Du moins retinrent-ils tout ce qu’ils purent de leur ancienne autorité. Chacun d’eux resta le chef tout-puissant de sa tribu ou de son γένος. Thésée ne put pas détruire une autorité que la religion avait établie et qu’elle rendait inviolable. Il y a plus. Si l’on examine les traditions qui sont relatives à cette époque, on voit que ces puissants eupatrides ne consentirent à s’associer pour former une cité qu’en stipulant que le gouvernement serait réellement fédératif et que chacun d’eux y aurait part. Il y eut bien un roi suprême ; mais dès que les intérêts communs étaient en jeu, l’assemblée des chefs devait être convoquée et rien d’important ne pouvait être fait qu’avec l’assentiment de cette sorte de Sénat.

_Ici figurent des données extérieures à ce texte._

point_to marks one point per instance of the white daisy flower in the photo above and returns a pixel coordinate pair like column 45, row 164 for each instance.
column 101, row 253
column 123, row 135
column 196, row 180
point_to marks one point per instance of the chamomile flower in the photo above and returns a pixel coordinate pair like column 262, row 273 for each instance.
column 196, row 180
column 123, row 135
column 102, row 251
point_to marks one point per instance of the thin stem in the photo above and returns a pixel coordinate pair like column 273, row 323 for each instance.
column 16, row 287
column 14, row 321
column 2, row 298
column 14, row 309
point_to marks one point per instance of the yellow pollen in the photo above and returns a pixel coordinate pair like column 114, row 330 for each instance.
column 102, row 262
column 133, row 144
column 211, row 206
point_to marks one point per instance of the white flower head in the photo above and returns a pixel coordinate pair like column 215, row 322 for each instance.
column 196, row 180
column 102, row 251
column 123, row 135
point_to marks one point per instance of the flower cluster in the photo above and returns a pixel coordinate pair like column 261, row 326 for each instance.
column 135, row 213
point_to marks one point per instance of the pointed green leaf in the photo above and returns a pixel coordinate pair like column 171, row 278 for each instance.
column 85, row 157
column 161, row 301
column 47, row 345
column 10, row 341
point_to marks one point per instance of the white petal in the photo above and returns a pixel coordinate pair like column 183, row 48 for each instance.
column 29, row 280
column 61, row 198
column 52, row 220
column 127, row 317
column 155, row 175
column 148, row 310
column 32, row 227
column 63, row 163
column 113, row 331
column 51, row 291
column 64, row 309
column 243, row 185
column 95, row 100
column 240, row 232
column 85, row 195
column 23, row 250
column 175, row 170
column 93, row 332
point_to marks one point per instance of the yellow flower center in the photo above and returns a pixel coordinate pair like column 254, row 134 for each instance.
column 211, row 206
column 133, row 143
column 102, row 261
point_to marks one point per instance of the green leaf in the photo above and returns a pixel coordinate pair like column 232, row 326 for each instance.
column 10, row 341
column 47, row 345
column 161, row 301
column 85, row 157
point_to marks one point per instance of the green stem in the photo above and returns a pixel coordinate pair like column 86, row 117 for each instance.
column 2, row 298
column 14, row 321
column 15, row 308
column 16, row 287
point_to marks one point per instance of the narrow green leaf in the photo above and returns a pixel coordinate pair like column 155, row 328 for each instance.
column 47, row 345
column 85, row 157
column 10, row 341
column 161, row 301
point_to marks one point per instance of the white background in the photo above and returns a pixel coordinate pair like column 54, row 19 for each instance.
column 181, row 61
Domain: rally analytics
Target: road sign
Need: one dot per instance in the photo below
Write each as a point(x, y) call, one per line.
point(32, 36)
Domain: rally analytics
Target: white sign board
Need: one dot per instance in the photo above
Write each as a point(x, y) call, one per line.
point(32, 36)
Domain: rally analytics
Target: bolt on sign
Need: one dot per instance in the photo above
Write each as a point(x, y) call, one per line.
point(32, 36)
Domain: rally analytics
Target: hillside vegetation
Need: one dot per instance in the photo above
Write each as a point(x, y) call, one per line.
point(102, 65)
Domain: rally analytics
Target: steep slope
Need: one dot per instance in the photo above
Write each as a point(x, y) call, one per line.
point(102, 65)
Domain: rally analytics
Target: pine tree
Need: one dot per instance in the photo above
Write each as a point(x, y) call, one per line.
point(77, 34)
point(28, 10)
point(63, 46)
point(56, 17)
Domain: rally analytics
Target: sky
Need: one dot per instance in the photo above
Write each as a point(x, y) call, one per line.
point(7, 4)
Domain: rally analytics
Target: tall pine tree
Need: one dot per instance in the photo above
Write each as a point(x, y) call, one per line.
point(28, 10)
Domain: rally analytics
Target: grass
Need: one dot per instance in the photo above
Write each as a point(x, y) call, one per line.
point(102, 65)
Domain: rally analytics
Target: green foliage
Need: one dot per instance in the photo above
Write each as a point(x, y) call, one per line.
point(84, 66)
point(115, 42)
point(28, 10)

Ces traditions, dans le langage des générations suivantes, s’exprimaient à peu près ainsi : Thésée a changé le gouvernement d’Athènes et de monarchique il l’a rendu républicain. Ainsi parlent Aristote, Isocrate, Démosthènes, Plutarque. Sous cette forme un peu mensongère il y a un fonds vrai. Thésée a bien, comme dit la tradition, « remis l’autorité souveraine entre les mains du peuple. » Seulement, le mot peuple, δῆμος, que la tradition a conservé, n’avait pas au temps de Thésée une application aussi étendue que celle qu’il a eue au temps de Démosthènes. Ce δῆμος ou corps politique n’était certainement alors que l’aristocratie, c’est-à-dire l’ensemble des chefs des γένη.